Its advantage is that you will run both businesses separately and accept separate payments to a specific business. But when tax time comes, you need to file one tax return for both businesses as DBA is under the same LLC.

As both of your personal assets are protected under one LLC, if one of the businesses is sued or confronts any financial problem, the other business will also be affected.

So, if you want to avoid such a situation, the best way is to go for separate LLCs for each business.

2. Separate LLC for each business

You can make as many LLCs as per your new businesses. So, there is no limit to the number of LLCs you can form.

Also, separate LLCs for each business add an extra layer of liability protection to your business. So, if one business is sued or is facing down years, there will be no threat to other businesses.

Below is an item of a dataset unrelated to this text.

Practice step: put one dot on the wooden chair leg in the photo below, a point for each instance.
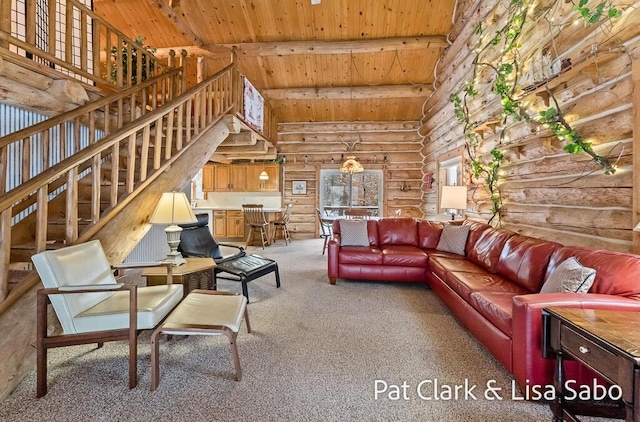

This method is specifically popular among real estate investors as it protects each investment. So, If one property is sued, there won’t be any risk to other property assets.

However, you cannot overlook its financial burden. You have to bear additional fees and paperwork. You will pay for forming an LLC and its maintenance. Separate business licenses and EINs are also mandatory for each business.

When the tax year comes, you need to file separately for every business.

3. Create Business under Holding Corporation

The third approach is to create individual LLCs for each business and then keep them all under one primary holding LLC.

Holding company LLC is an LLC company that doesn’t carry any operations; instead, it owns other companies.

Such an approach is common for the following situations:

  • When a company spins off one of its business
  • When established companies start a new business and fund it

Bottom Line

Now that you know all the possible ways to start a new business, you will be clear on what to do. Whatever method you choose, each one has its own legal and tax implications.

So, we would advise you always to consult an attorney and tax advisor to understand the structuring of your company and all businesses. Make sure to know the liability risks to avoid any misfortune.